I'd power the arduino from it's own battery pack. I would use a photocouple to interface the 80v signal to the arduino digital input.

Connecting that directly to 80vdc regardless of the resistors is just asking for trouble.

Hi mrmeval. On other point of view. What do you mean about photocouple ? Do you have a specific component in list to do the job ?

'optocoupler' or 'optoisolator'

This is a good read:- http://en.wikipedia.org/wiki/Opto-isolator

OK/ I don't know if there's people around here, but i try .. I finaly did something like this = I use a voltage divier and a voltage regulator. I use a pull-down resistor, to get 0V on the arduino input when the switch is open. It's quite strange, because, the voltage divider works good, but the regulator gives me less than 5V : 3.6V The Arduino Digital Input understand this 3.6V as an High, so ... it's good for me ... but it's quite strange dont you think ? The regulator is made to give 5V, but not here. Is my circuit not good enought ? Did i forget something ?

Is my circuit not good enought ?

Not good enough you have no input / output capacitors.

The LM7805 draws 8ma of quiescent current (see manufacturer's data sheet) This has to be accounted for in your voltage divider circuit. The net effect is that the regulator is seeing too low an input voltage to permit it to regulate properly. Suggest you lower the main dropper resistor to 10k and see where you go from there.

As mike says, you also need a capacitor in both input and output legs. Suggest 0.1microfarad on output and 0.22 on input (again taken from data sheet)

jack

HI. Thank you for your help.. I didn't know about the capacitors, i saw the schematic on the datasheet but thought it would work without it. Richard, I am just trying to sense if the 80V is here or not. I thought i needed to have a precise 5V and a precise 0V on the Digital input of the Arduino, that's why i use a regulator, and a pull down resistor. Plus, the battery (80V) that we use to trig fireworks, which is the same for the arduino input, will never have 80V in it, but between 70V and 80V (we do a lot of shows before changing the battery) I thought the regulator was an acceptable solution to deal with the non-precise-battery. I thought that giving the regulator something like 11V, it would give me a regulated 5V. Richard, you tell me about a simple 100K resistor in serie. I don't understand what will be the result Voltage after the resistor, how could it be 5V ? How could it deal with the fact that the battery will never have a real 80V output (but something between 70 and 80) The pull down resistor is always usefull right ?

thx

OK. Now i understand , thank you very much for your explanation and the diagram.
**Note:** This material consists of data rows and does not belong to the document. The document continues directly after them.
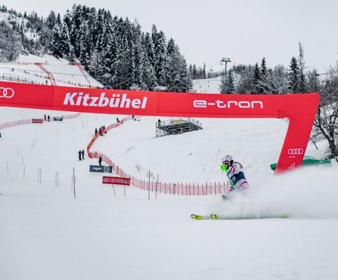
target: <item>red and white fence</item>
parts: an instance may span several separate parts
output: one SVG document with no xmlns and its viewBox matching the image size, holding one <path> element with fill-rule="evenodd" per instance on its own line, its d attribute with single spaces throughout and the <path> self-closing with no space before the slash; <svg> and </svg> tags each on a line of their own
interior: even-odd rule
<svg viewBox="0 0 338 280">
<path fill-rule="evenodd" d="M 70 119 L 74 119 L 75 118 L 78 117 L 81 113 L 77 113 L 76 114 L 72 115 L 63 115 L 63 116 L 58 116 L 54 117 L 61 117 L 64 118 L 65 120 L 68 120 Z M 53 121 L 53 117 L 51 117 L 50 119 L 50 122 Z M 12 121 L 12 122 L 9 122 L 7 123 L 4 123 L 3 124 L 0 124 L 0 129 L 3 129 L 4 128 L 7 128 L 8 127 L 12 127 L 12 126 L 16 126 L 17 125 L 21 125 L 22 124 L 29 124 L 33 123 L 32 120 L 34 119 L 40 119 L 42 120 L 42 118 L 33 118 L 32 119 L 26 119 L 25 120 L 19 120 L 17 121 Z"/>
<path fill-rule="evenodd" d="M 110 130 L 112 128 L 118 127 L 123 122 L 132 119 L 131 116 L 126 117 L 121 120 L 119 123 L 111 124 L 106 127 L 106 130 Z M 89 150 L 95 141 L 100 137 L 99 135 L 94 136 L 87 146 L 87 153 L 90 158 L 98 158 L 102 157 L 102 160 L 108 165 L 112 166 L 112 170 L 117 174 L 122 177 L 130 178 L 130 184 L 142 189 L 148 190 L 149 188 L 152 191 L 157 191 L 159 193 L 169 193 L 171 194 L 181 194 L 182 195 L 205 195 L 206 194 L 220 194 L 227 193 L 229 192 L 229 182 L 206 182 L 205 184 L 190 184 L 180 182 L 174 183 L 161 183 L 152 181 L 149 184 L 148 181 L 144 180 L 139 180 L 134 176 L 131 176 L 125 171 L 119 167 L 106 155 L 97 152 L 90 152 Z"/>
</svg>

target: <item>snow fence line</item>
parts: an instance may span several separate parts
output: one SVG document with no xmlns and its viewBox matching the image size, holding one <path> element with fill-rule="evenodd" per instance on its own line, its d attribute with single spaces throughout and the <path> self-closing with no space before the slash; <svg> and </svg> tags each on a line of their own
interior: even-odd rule
<svg viewBox="0 0 338 280">
<path fill-rule="evenodd" d="M 70 119 L 74 119 L 75 118 L 78 117 L 81 113 L 77 113 L 76 114 L 72 115 L 62 115 L 54 117 L 51 117 L 50 122 L 53 121 L 53 118 L 56 117 L 61 117 L 63 118 L 65 120 L 68 120 Z M 34 120 L 43 120 L 42 118 L 33 118 L 33 119 Z M 3 124 L 0 124 L 0 129 L 3 129 L 4 128 L 7 128 L 8 127 L 12 127 L 12 126 L 16 126 L 17 125 L 21 125 L 23 124 L 29 124 L 33 123 L 32 121 L 32 119 L 26 119 L 25 120 L 19 120 L 18 121 L 13 121 L 12 122 L 9 122 L 8 123 L 4 123 Z"/>
<path fill-rule="evenodd" d="M 48 75 L 48 77 L 49 77 L 49 79 L 50 80 L 50 82 L 51 82 L 52 86 L 55 86 L 55 79 L 54 79 L 54 77 L 53 76 L 53 75 L 52 74 L 52 73 L 50 73 L 46 68 L 45 68 L 42 66 L 42 63 L 40 63 L 40 62 L 35 62 L 34 63 L 34 64 L 35 65 L 37 65 L 40 69 L 41 69 L 43 71 L 44 71 L 45 73 L 46 73 Z"/>
<path fill-rule="evenodd" d="M 135 118 L 139 118 L 140 116 L 135 116 Z M 113 128 L 116 128 L 120 126 L 123 123 L 131 120 L 132 118 L 131 116 L 126 117 L 120 120 L 120 122 L 111 124 L 106 127 L 106 130 L 107 131 Z M 102 153 L 96 151 L 90 152 L 90 148 L 93 146 L 94 143 L 100 137 L 98 134 L 94 136 L 87 146 L 87 153 L 90 158 L 98 158 L 99 156 L 102 157 L 102 160 L 107 163 L 108 165 L 112 166 L 112 170 L 117 175 L 121 177 L 129 178 L 130 179 L 130 184 L 139 188 L 142 189 L 149 190 L 149 188 L 152 191 L 156 191 L 159 193 L 168 193 L 170 194 L 182 194 L 182 195 L 205 195 L 206 194 L 221 194 L 222 193 L 228 193 L 229 192 L 229 182 L 223 182 L 222 183 L 219 182 L 216 183 L 215 182 L 213 184 L 211 182 L 208 183 L 206 182 L 204 185 L 203 184 L 200 185 L 197 184 L 183 183 L 161 183 L 156 181 L 152 181 L 149 184 L 147 180 L 139 180 L 135 178 L 134 176 L 131 176 L 124 170 L 121 169 L 117 164 L 116 164 L 112 161 L 106 155 Z"/>
</svg>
I tried it this morning , and it works good !!!! Arduino deals with the 80V perfectly. I use a 100KOhms Resistor. Many thanks. There's one more thing... The thing is,.. when the switch is closed the Arduino input gives me 1. But when it is opened, the input gives 10100011010001001... That's why i asked for the pull down resistor ... Do you think there is a way to have a real 0 when switch is opened ?

I just did = 80V (+) ----switch------ R 100K ----- Arduino Input 80V (-) ---------------------------------Arduino Ground

It seams like when the switch is opened, cables until the resistor act like an antenna, and gives me eratic result. I understand that a pull down resistor between the 100K and the arduino input will act like voltage divider ... ::) .. hooh electronic mysteries ...

Yes you need a pull down resistor, use 10K.

It matters not that it forms a voltage divider because that gets trumped by the protection diode which clamps it to +5V.